We will not deny any claims based on the reason for your ER visit, but if you go to the ER and your diagnosis falls into one of the following categories, you may pay higher cost sharing than you will for an emergency diagnosis. In most cases, for non-emergency diagnoses, you will pay the deductible then 50% coinsurance (after any negotiated discounts).

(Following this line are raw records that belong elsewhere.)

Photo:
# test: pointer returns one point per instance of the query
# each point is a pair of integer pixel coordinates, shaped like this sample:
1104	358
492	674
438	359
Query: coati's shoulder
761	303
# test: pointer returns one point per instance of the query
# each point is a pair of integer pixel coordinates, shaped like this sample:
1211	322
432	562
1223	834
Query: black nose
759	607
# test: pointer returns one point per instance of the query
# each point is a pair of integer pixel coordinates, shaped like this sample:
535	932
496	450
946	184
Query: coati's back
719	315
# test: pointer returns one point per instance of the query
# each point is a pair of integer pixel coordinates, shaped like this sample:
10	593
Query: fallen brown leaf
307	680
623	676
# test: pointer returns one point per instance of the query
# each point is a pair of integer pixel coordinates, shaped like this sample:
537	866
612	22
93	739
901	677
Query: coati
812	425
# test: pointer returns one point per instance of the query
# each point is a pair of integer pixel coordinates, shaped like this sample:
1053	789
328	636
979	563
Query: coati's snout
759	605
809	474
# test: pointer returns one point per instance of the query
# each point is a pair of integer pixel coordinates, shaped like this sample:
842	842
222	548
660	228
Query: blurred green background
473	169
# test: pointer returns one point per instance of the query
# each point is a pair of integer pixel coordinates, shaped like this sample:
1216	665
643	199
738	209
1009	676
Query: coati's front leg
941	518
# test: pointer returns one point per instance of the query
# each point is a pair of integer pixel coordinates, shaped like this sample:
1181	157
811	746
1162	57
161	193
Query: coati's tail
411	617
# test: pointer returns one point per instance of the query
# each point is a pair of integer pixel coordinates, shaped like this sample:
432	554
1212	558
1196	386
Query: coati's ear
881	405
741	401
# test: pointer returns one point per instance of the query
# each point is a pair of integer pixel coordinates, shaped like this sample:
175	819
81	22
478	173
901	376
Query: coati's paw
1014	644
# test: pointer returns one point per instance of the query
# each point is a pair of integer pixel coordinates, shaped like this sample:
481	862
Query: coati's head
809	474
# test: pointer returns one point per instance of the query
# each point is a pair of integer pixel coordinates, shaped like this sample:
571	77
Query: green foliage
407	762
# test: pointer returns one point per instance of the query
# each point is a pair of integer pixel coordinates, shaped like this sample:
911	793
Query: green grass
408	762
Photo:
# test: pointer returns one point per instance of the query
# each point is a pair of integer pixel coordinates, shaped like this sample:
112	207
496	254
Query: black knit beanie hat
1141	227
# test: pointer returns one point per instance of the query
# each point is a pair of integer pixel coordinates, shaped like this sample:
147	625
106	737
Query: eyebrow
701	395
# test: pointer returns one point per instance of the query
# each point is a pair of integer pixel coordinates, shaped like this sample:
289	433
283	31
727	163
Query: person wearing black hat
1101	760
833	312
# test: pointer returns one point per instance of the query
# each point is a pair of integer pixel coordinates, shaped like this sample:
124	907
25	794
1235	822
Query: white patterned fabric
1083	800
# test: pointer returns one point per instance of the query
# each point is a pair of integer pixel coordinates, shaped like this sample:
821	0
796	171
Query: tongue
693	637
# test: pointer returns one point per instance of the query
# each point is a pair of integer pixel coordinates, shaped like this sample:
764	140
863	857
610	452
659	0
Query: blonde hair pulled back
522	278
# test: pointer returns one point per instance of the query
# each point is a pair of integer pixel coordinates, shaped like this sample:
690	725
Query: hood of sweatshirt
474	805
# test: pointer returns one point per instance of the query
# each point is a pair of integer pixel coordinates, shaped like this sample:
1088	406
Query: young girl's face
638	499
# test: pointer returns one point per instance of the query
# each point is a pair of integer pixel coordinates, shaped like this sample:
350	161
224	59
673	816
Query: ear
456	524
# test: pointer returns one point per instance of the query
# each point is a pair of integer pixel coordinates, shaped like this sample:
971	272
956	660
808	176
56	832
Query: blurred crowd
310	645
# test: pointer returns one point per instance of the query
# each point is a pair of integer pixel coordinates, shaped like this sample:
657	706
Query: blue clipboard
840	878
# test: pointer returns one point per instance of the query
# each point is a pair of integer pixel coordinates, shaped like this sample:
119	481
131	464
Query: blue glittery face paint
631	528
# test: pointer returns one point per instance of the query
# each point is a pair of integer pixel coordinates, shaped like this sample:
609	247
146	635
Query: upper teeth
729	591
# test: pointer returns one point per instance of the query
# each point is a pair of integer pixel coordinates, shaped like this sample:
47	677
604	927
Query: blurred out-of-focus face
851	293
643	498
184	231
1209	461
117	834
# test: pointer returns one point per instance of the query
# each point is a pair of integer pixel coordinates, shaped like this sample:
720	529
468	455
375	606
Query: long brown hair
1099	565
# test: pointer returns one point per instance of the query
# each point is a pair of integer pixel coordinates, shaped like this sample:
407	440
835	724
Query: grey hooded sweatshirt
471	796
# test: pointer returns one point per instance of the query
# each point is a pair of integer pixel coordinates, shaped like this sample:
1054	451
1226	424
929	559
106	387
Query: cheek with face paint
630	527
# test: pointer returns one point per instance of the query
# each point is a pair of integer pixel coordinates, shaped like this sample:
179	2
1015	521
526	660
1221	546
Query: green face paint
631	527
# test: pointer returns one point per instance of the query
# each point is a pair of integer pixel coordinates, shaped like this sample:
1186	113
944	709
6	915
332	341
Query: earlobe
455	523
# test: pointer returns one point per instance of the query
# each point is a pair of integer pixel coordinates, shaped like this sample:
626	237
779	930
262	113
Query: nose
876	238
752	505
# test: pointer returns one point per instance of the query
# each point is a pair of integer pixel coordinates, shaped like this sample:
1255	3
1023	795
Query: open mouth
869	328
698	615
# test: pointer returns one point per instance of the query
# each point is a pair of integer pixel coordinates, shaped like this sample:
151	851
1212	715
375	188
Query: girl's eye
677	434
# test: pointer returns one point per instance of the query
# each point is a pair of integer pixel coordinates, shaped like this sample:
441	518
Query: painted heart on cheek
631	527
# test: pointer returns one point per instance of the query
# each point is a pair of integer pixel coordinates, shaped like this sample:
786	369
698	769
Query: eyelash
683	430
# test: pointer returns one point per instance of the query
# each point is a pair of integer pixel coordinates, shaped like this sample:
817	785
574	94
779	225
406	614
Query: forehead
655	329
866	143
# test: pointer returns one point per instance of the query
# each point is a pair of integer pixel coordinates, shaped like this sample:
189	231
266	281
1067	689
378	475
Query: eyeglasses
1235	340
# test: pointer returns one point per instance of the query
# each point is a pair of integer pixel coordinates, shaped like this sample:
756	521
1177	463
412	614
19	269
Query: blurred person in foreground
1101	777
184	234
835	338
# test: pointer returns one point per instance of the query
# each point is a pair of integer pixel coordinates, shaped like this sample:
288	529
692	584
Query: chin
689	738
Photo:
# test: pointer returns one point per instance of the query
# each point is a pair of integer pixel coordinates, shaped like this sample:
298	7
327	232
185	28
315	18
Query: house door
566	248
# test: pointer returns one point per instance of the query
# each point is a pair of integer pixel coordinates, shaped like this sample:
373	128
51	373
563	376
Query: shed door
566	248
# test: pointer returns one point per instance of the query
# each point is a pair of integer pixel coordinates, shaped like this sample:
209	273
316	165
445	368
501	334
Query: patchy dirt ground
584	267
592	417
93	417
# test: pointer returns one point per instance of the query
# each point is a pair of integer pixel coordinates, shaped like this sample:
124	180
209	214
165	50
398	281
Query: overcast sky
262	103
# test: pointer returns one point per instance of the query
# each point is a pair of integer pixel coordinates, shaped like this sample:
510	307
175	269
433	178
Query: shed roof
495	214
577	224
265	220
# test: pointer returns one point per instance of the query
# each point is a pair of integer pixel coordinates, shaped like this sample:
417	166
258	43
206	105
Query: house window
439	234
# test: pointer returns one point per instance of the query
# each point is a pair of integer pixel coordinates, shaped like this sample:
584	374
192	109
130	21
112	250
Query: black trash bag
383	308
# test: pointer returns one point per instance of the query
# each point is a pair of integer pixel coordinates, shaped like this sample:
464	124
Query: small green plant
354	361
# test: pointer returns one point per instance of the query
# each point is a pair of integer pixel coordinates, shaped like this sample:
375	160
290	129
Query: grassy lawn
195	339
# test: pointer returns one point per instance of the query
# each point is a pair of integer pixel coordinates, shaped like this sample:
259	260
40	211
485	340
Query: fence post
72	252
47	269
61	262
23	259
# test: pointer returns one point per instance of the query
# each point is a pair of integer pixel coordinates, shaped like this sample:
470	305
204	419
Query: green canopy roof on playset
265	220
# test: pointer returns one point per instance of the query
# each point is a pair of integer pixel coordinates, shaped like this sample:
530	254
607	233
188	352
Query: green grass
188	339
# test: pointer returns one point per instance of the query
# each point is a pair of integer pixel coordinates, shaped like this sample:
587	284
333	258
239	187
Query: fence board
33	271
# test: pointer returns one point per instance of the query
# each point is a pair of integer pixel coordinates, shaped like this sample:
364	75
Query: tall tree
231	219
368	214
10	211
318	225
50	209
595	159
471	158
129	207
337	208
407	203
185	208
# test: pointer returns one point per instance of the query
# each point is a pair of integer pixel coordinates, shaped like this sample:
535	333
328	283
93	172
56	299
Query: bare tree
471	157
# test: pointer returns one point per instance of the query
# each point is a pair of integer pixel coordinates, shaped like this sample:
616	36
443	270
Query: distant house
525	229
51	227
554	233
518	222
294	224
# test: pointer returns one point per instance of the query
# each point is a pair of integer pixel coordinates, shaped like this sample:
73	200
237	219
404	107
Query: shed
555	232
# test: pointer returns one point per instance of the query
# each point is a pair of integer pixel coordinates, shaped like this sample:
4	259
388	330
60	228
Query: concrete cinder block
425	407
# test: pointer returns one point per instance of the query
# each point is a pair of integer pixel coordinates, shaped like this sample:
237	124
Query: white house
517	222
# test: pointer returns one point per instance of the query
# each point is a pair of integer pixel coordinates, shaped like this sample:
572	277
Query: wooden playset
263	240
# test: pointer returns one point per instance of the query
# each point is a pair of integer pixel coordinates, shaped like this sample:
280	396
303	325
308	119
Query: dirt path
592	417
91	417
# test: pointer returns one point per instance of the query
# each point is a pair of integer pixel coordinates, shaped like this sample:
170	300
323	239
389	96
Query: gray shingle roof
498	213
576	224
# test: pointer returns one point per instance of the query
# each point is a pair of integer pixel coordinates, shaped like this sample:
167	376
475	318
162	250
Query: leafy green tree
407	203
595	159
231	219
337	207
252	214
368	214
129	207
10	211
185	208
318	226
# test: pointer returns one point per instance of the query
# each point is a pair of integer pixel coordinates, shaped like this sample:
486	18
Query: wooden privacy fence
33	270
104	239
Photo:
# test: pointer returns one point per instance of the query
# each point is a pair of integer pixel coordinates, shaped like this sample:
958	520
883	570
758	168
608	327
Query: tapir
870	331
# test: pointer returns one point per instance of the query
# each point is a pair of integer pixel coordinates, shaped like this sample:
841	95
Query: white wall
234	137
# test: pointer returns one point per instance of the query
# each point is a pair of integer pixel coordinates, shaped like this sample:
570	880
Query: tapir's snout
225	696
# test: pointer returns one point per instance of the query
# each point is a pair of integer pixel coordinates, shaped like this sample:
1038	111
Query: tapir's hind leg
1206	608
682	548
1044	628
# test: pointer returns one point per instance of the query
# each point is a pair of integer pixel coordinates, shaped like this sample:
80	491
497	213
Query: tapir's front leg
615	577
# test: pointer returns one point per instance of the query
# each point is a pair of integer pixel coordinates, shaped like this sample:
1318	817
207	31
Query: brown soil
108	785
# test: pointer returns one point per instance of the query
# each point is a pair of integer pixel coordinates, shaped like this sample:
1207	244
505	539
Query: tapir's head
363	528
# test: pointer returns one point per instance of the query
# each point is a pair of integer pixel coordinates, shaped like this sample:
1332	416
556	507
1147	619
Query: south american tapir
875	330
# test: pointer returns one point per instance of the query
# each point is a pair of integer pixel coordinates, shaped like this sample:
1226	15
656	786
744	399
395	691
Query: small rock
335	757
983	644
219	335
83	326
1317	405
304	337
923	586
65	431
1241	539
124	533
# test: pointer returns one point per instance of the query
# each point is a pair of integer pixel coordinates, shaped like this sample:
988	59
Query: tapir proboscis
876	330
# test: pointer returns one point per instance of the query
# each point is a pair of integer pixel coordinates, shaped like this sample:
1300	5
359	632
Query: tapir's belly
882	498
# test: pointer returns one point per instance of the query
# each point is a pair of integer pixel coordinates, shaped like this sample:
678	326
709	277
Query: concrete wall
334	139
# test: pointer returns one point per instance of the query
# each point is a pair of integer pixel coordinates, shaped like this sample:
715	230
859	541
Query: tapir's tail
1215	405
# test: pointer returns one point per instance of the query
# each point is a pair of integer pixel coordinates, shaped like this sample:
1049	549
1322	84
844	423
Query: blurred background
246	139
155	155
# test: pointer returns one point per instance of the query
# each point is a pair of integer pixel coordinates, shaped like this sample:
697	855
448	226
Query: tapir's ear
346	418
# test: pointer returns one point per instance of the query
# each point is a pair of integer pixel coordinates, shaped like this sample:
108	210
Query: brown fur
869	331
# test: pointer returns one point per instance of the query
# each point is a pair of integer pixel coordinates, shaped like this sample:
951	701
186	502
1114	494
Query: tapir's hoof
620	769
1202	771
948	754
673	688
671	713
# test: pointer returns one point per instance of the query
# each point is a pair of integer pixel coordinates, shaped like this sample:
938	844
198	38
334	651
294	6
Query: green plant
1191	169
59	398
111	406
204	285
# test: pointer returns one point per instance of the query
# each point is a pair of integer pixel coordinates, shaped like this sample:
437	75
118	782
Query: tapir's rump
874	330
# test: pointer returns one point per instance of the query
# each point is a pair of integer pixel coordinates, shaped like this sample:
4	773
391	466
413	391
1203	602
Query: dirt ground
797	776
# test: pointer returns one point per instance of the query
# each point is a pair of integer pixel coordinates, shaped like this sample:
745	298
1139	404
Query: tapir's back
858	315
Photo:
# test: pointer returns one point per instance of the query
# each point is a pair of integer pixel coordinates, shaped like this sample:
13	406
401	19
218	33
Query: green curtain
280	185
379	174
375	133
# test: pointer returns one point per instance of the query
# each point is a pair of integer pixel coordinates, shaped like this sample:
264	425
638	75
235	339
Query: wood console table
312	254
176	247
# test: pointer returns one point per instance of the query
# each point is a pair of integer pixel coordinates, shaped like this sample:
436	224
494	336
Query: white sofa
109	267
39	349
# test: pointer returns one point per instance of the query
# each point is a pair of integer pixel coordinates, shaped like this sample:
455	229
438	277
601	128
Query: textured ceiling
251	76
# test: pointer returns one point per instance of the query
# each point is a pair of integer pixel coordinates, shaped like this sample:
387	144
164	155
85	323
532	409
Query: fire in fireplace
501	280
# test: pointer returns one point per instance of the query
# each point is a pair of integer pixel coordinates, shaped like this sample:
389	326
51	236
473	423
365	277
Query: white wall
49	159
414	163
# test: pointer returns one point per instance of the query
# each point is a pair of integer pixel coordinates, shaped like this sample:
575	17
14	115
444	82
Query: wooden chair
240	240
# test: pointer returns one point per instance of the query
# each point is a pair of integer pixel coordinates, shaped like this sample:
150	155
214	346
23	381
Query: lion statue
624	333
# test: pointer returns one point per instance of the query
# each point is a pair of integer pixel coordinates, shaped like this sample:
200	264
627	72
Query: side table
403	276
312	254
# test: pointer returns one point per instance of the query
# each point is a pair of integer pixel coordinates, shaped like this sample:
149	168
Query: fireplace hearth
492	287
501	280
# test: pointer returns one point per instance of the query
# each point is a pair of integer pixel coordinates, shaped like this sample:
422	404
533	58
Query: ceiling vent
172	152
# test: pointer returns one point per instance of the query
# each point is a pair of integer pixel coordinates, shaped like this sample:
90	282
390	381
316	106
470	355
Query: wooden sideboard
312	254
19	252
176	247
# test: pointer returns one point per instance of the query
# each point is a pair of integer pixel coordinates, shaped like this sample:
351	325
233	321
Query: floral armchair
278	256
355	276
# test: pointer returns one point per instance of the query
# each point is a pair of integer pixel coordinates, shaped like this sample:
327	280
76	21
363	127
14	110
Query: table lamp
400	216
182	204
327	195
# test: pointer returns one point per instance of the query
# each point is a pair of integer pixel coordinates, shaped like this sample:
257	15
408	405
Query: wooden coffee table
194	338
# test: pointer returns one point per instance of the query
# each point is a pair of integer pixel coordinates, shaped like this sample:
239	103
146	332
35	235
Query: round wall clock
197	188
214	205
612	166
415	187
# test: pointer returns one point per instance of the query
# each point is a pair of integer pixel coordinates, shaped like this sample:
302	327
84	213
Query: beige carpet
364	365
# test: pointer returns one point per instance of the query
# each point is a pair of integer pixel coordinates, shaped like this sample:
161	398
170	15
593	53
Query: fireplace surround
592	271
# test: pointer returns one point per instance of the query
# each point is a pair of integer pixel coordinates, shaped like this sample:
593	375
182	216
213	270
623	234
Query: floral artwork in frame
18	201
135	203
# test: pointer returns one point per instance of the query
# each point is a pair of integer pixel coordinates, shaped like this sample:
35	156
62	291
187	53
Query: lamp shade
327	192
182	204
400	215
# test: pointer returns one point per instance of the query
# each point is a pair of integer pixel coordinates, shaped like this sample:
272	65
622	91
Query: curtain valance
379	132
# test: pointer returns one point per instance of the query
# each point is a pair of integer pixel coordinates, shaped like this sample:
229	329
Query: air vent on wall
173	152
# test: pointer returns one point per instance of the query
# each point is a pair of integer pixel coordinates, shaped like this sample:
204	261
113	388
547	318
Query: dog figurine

If you are charged higher cost sharing for a service that you believe was a true medical emergency, you can contact Member Services to appeal our decision.

  • Respiratory infections (e.g., common cold, cough or bronchitis without shortness of breath or blood)
  • Viral infections (e.g., common cold, cold sores or genital rash)
  • Fungal infections (e.g., athlete’s foot, jock itch or yeast infections)
  • Immunizations and screening for infectious diseases
  • Sprains and strains
  • Minor joint injuries and dislocations
  • Crushing injury or internal injury routine follow-up
  • Superficial injuries, such as contusions, abrasions and insect bites
  • Subsequent or routine follow-up care for open wounds
  • First degree burns
  • Rashes
  • Minor ear conditions (e.g., impacted ear wax or swimmer’s ear)
  • Minor eye disorders (e.g., styes, dry eye or pink eye without vision loss)
  • Diseases of mouth; excluding dental (e.g., cold sores or canker sores)
  • Routine follow-up and care for fluid and electrolyte disorders
  • Routine follow-up and care for diseases of the veins and lymphatics
  • Routine follow-up and care for liver disease
  • Routine follow-up and care for thyroid disorders
  • Routine follow-up and care for obstructive pulmonary disease and bronchiectasis
  • Screening of mental health and substance abuse use disorders
  • Treatment for dementia, amnesia and other cognitive disorders when not associated with acute changes or event like stroke
  • Non-cancerous tumor/mass/tissue
  • Routine pre-natal and postpartum care 
  • Physical exams
     

Please note that any examples provided above are for clarification purposes only and do not constitute an exhaustive list of diagnoses that may be considered non-emergency diagnoses.

Regular cost sharing for emergency diagnoses

You will pay the regular emergency room member cost sharing (e.g., deductible then copayment) when you visit the ER for conditions that are considered medical emergencies. These are generally injuries and illnesses that are severe or life-threatening, such as a heart attack, severe head trauma, major bleeding, convulsions, or loss of consciousness. Refer to your Benefit Handbook and Schedule of Benefits for specific coverage information. These documents are available by logging in to your member account and clicking “View My Plan Documents” under “Plan Details.”

Alternatives to the ER

Urgent care centers, retail clinics and telemedicine services are also some care options to consider when you can’t be seen at your primary care provider’s office right away. These alternatives typically have shorter waits and will cost you less than an ER visit.